We continue to investigate other ways of addressing this problem. For example, on an SSD, deallocation like FALLOC_FL_PUNCH_HOLE might be better if it is supported.
(5) Future improvements
We are continuing to focus on improving DML performance for 5.7. Some of our next areas of research include:
- Implementing improvements to the adaptive flushing algorithm (suggestion by Dimitri Kravtchuk)
- Setting a thread priority for the page_cleaner (in Linux for now)
- Addressing an issue where an overload of flushing can occur when the oldest modification reaches max_modified_age_sync. (lowers risk to reach max_modified_age_sync; proper throughput along with flushing around max_modified_age_sync)

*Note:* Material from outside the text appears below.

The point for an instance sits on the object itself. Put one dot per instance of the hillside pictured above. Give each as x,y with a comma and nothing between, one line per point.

- Introducing page fill factor to control frequency of merge/split of the index pages
As the result of the above improvements (including the future works), MySQL 5.7 has will respect configuration settings much closer and adjusting settings to reflect underlying hardware device(s) IO capabilities will be more important to optimize throughput. For example: settings that are too conservative may prevent the page cleaner thread from competing enough work.
innodb_io_capacity_max ≤ [actual max write pages/s]
As the result of the adjustments, 5.7 will always try to respect innodb_io_capacity_max for flush_list flushing. If the amount of outstanding work is too large, the page cleaner might spend too much time performing flush_list flushing and not complete some of the other tasks required of it. The actual maximum “write pages/s” can be confirmed by watching PAGES_WRITTEN_RATE value of INFORMATION_SCHEMA.INNODB_BUFFER_POOL_STATS, for example.
innodb_buf_pool_instances × innodb_lru_scan_depth ≥ [actual max read page/s]
The setting innodb_lru_scan_depth can now be considered as the target of free pages for each buffer pool instance at flushing operation of the page cleaner. A single round of page cleaner tasks is also intended to be completed within one second. So, “read page/s” is affected by innodb_buf_pool_instances × innodb_lru_scan_depth. Setting innodb_lru_scan_depth to a very high high value is not recommended, because the free page keeping batch might take too long. (* The actual maximum “read pages/s” can be confirmed by watching PAGES_READ_RATE value of INFORMATION_SCHEMA.INNODB_BUFFER_POOL_STATS, also for example.)